Dear Louis
Thanks for your Extreme Love: Autism program, which I got the opportunity to see on Danish national television for 3 days ago. I have some questions though:
Why you didn’t show a more varied picture of the families with autistic children. I’ve got the impression that the families in the program were, more or less, stay-at-home mothers. Autism strikes regardless of social status.
I have the positive impression that they indeed are loving and caring parents doing their best to raise those kids, but without passing criticism, I didn’t seem to spot continuity with what’s done in the Developmental Learning Center at home.
Something else I also missed from your program was info on when the children first got the formal diagnose and when they did start getting targeted therapy.
I am a mother of a 4 year autistic boy. Thanks to the early diagnosis and intervention we now have a loving, relaxed and able to connect boy. I’m not saying that we’re done. There’s in fact so much remaining work to do.
That’s why I wonder about info re diagnosis and intervention.
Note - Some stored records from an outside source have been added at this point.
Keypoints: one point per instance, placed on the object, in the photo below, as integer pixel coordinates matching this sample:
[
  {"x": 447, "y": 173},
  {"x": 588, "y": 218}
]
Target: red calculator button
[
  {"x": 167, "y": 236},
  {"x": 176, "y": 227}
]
Seen from the eyes of those who have neuro typical children the portrait drawn in your program of autistic children might get very sharp.
And talking about the agressiveness there was a scene in your program were one the mothers sits on the boy’s chest to neutralise him.
No one would do that or train a mother with a disabled child to do that in Denmark. We use ball blankets which are soothing and sensory stimulation tools.
I quote from the BBC homepage on your program:
http://www.bbc.co.uk/mediacentre/progin ... utism.html
” Louis travels to DLC Warren in New Jersey,
one of the most innovative autism schools of its kind, to find out how specialised intervention can help both the children and the families who care for them.”
I warmly encourage you to look up at similar institutions in Netherlands, Denmark, Sweeden and Norway. That’s what I’d call innovative.